AI12 Bad skin, bad guy? Dermatological tropes in artificial intelligence-generated characters
Mariam Abu Jubain, Nardeen Abu JubainAbstract
Negative dermatological features such as scarring, alopecia and pigmentary changes have traditionally been used in media to signify villainous characters, contributing to stigma around visible skin differences. As artificial intelligence (AI) is increasingly used to generate fictional characters, there is concern that these systems may reproduce existing societal biases. The aim of this study was to explore whether AI-generated characters reinforce negative dermatological stereotypes by disproportionately assigning visible skin features to villains compared with heroes. We conducted an exploratory qualitative content analysis using three widely used AI platforms. We used standardized prompts for these AI platforms to generate images of 20 heroes and 20 villains (total n = 120). Characters were assessed for predefined dermatological features, including alopecia, wrinkles, scars, hyperpigmentation, vitiligo and acne or blemishes, based on prior literature. Features were coded as present or absent and compared between heroes and villains using descriptive analysis to identify patterns of stereotyping. Villains in AI-generated images showed significantly higher rates of four facial attributes than heroes: wrinkles (60% vs. 27%), hyperpigmentation (48% vs. 5%), alopecia (25% vs. 10%) and scars (23% vs. 3%) (all P < 0.05). These differences are consistent across ChatGPT, Gemini and Canva; Canva yields the highest absolute levels, Gemini intermediate and ChatGPT the lowest.
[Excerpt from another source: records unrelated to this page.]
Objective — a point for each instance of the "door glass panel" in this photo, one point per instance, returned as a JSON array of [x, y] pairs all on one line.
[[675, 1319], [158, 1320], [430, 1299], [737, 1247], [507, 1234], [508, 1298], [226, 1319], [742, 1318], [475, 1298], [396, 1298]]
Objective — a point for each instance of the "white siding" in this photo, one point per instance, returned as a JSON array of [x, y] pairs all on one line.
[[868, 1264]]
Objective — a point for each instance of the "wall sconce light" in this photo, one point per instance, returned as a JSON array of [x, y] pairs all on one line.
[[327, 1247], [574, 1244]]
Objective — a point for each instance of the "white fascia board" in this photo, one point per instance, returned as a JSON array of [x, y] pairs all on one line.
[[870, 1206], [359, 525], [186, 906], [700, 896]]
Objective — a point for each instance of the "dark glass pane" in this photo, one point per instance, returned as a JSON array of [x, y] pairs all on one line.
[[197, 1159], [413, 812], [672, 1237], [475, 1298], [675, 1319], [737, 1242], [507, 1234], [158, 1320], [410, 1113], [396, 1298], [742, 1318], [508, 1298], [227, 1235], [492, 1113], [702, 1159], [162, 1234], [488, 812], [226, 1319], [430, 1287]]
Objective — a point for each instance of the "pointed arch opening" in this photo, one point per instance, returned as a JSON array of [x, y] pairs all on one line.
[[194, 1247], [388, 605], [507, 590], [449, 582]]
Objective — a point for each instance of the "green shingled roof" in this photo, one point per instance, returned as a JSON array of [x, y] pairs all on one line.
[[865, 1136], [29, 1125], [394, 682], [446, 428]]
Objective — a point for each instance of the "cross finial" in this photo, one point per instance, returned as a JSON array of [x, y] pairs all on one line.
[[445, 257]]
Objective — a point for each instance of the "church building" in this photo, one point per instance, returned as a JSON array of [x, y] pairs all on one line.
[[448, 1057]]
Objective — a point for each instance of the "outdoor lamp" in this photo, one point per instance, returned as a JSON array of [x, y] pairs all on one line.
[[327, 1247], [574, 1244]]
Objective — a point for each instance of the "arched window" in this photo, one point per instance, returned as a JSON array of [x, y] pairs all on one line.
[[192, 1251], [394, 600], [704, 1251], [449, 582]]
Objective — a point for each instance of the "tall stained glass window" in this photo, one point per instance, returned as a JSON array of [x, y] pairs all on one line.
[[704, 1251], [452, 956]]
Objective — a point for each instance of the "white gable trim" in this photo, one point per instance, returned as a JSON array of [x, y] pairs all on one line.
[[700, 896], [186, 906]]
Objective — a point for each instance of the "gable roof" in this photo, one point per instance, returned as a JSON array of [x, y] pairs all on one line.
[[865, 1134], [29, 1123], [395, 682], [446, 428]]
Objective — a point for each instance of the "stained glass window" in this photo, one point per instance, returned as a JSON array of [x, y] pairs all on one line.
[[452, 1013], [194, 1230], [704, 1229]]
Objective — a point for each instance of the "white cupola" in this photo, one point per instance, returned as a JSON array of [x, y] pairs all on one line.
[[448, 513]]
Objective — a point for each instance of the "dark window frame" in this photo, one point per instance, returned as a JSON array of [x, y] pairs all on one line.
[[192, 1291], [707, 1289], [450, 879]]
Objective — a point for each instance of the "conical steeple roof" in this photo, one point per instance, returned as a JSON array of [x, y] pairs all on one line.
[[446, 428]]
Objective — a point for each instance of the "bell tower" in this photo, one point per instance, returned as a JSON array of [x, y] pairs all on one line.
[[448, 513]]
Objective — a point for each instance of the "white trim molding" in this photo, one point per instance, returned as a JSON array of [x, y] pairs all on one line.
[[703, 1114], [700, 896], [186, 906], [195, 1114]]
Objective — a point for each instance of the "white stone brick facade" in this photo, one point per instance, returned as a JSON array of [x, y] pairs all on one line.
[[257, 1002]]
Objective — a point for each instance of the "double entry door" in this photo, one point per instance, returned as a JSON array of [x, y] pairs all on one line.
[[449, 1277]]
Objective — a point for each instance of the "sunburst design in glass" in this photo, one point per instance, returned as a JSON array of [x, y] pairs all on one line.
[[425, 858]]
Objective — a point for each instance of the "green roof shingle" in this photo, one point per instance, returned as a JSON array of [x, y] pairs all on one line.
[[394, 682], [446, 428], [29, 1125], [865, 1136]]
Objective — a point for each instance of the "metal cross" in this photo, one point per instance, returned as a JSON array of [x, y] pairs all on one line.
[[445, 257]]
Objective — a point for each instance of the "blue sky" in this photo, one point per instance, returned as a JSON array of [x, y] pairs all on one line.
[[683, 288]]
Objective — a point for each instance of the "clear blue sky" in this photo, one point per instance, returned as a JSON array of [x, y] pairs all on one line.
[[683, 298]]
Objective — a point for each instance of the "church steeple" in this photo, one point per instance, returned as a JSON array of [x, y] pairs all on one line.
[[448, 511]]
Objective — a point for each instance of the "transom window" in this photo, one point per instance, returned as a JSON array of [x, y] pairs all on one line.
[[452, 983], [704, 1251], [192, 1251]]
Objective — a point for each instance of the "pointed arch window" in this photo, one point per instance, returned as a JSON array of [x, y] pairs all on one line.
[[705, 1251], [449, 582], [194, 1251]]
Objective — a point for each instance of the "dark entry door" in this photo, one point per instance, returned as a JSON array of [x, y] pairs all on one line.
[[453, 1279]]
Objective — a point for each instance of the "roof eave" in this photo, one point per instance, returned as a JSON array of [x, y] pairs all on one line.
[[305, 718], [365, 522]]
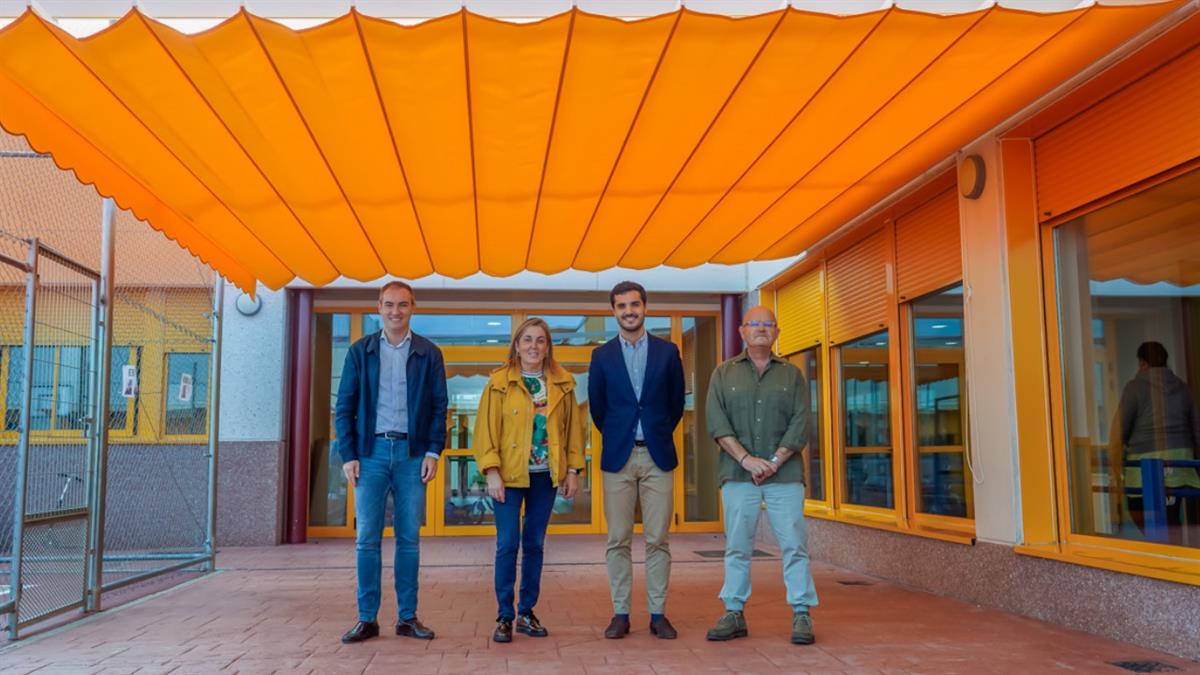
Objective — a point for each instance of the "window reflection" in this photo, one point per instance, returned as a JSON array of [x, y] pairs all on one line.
[[809, 362], [867, 426], [581, 330], [454, 329], [1128, 291], [942, 473]]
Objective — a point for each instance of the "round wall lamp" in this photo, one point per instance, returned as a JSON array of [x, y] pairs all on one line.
[[972, 177], [247, 305]]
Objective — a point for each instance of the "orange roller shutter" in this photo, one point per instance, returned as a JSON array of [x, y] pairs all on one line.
[[1143, 130], [857, 287], [928, 246], [801, 314]]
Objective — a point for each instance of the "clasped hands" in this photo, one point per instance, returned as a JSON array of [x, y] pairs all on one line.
[[496, 485]]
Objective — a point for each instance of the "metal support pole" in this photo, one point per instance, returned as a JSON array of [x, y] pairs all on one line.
[[27, 399], [210, 538], [731, 320], [99, 475]]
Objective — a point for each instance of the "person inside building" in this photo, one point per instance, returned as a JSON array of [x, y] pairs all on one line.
[[1157, 418], [636, 393], [391, 428], [529, 444], [757, 411]]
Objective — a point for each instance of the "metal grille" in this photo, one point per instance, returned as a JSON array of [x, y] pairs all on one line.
[[52, 575]]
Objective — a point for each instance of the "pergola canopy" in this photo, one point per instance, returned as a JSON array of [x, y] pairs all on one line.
[[360, 147]]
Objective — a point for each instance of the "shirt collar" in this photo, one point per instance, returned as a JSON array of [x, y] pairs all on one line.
[[383, 339], [640, 341]]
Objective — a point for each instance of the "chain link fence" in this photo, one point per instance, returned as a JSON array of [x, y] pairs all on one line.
[[148, 487]]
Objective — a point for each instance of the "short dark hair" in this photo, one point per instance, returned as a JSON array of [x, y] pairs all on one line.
[[1153, 353], [625, 287], [391, 285]]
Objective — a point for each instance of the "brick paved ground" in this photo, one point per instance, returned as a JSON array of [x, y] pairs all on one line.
[[282, 610]]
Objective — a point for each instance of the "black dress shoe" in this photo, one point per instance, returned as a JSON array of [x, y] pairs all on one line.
[[503, 631], [617, 628], [414, 628], [361, 631], [664, 629], [529, 625]]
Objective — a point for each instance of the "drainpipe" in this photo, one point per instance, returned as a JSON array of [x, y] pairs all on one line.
[[301, 390], [731, 320]]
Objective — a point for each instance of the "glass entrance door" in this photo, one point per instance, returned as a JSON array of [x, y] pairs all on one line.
[[473, 345]]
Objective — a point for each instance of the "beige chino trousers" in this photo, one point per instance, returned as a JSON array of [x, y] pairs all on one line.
[[640, 479]]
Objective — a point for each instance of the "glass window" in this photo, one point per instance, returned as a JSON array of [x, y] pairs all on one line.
[[700, 452], [187, 394], [451, 329], [943, 484], [597, 329], [1128, 290], [867, 425], [809, 362]]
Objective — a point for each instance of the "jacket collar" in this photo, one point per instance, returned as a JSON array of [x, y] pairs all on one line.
[[418, 345]]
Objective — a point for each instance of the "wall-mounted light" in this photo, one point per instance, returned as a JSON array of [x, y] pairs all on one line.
[[972, 177], [247, 305]]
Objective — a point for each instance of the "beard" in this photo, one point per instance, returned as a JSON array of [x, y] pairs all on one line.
[[639, 322]]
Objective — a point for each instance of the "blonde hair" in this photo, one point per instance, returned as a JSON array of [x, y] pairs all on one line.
[[515, 358]]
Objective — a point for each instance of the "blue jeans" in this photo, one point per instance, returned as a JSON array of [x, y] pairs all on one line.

Vitiligo and acne/blemishes are rare and not differentiating. Male characters exhibit significantly more wrinkles, hyperpigmentation and alopecia than female characters, with the gender gap largest among villains. Facial-impairment attributes increased with age. AI-generated imagery encodes clear visual biases that reinforce negative dermatological tropes: wrinkles, hyperpigmentation, alopecia and scars are used as shorthand for villainy, perpetuating associations of visible skin differences with moral failing, otherness and ageing. These attributes are disproportionately applied to male and older characters and persist across platforms, indicating systemic model and dataset bias.